Sitzung: 08.03.2022 GRR/002/2022
Sachverhalt:
Am 17.
Februar wurde bei der Verwaltung das Bürgerbegehren „Zukunft der Winnestraße“
eingereicht. Es ist dieser Beschlussvorlage als Anlage beigefügt.
Vertreter
des Bürgerbegehrens sind:
1. Herr Stefan Müller, Flörstraße 27a, 63924 Rüdenau
2. Herr Kevin Mühling, Rosenbergstraße 22,
63924 Rüdenau
Gemäß Art. 18a Abs. 8 GO entscheidet der
Gemeinderat unverzüglich, spätestens innerhalb eines Monats nach Einreichung
des Bürgerbegehrens, über die Zulässigkeit.
Die Verwaltung hat die eingereichten Unterschriften (Stand 17.02.2022)
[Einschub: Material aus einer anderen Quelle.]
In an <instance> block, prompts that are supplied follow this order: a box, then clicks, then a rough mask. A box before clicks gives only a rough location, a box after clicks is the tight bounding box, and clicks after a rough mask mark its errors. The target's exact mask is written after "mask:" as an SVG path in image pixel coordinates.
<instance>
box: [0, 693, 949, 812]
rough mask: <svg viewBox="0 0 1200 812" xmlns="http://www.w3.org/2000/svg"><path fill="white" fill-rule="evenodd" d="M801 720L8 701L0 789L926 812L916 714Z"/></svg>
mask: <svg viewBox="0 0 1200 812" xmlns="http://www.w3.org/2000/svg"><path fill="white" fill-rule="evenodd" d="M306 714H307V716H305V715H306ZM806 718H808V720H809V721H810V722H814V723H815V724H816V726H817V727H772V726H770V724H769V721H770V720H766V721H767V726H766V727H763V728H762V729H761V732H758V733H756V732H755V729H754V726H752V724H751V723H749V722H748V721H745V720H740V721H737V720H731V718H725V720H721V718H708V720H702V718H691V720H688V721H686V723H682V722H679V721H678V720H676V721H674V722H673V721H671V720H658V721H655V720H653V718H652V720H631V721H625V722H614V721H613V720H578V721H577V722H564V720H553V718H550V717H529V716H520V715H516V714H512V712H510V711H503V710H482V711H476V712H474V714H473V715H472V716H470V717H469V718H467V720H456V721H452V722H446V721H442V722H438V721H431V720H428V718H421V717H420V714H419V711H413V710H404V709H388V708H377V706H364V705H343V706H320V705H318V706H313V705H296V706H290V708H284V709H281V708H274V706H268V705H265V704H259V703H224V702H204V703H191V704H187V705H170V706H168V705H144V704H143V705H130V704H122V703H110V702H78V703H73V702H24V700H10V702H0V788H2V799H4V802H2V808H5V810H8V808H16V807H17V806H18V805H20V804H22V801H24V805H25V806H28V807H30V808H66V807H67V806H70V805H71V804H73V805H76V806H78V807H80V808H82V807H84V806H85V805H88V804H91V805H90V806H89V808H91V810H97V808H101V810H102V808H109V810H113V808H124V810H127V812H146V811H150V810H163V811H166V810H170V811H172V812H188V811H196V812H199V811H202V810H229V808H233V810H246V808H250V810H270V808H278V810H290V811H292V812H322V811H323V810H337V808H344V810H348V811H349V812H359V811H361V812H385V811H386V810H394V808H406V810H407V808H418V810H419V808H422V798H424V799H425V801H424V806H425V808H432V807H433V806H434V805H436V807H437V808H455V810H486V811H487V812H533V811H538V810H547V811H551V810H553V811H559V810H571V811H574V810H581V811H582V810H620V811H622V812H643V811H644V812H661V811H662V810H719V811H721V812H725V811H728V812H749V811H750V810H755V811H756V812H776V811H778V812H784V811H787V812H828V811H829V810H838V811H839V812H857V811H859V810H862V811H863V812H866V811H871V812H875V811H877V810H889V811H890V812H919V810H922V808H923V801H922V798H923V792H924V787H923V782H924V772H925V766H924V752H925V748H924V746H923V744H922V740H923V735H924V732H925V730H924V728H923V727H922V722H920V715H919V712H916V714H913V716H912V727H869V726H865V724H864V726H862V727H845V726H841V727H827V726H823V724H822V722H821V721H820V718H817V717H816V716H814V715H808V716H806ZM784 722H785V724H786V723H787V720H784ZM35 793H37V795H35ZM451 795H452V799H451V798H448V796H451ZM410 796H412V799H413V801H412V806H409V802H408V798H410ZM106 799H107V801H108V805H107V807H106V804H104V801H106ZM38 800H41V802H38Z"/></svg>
des Bürgerbegehrens überprüft und ist zu folgendem Ergebnis gelangt:
Die eingereichte Liste umfasst 332
Unterschriften. 327 der Unterschriften stammen von Gemeindebürgern im Sinne des
Art. 15 Abs. 2 GO i.V.m. Art. 1 Abs. 1 GLKrWG, also von solchen
Gemeindeangehörigen, die nach Art. 18a Abs. 5 Satz 1 GO berechtigt waren, am
Bürgerbegehren teilzunehmen.
Nach Art. 18a Abs. 6 GO muss ein Bürgerbegehren in Gemeinden mit bis zu 10 000 Einwohnern von mindestens 10 v.H. der Gemeindebürger unterschrieben sein. Die Zuordnung der Gemeinde Rüdenau in diese Kategorie erfolgte nach der vom Landesamt für Statistik und Datenverarbeitung in Bayern mitgeteilten offiziellen Einwohnerzahl zum 30.06.2019. 727 Einwohner waren zu diesem Zeitpunkt gemeldet. Das für den 17.02.22 angelegte Bürgerverzeichnis umfasst 625 Bürger. Somit hat das Bürgerbegehren mit 327 Unterschriften das geforderte Quorum von 63 Unterschriften deutlich übertroffen.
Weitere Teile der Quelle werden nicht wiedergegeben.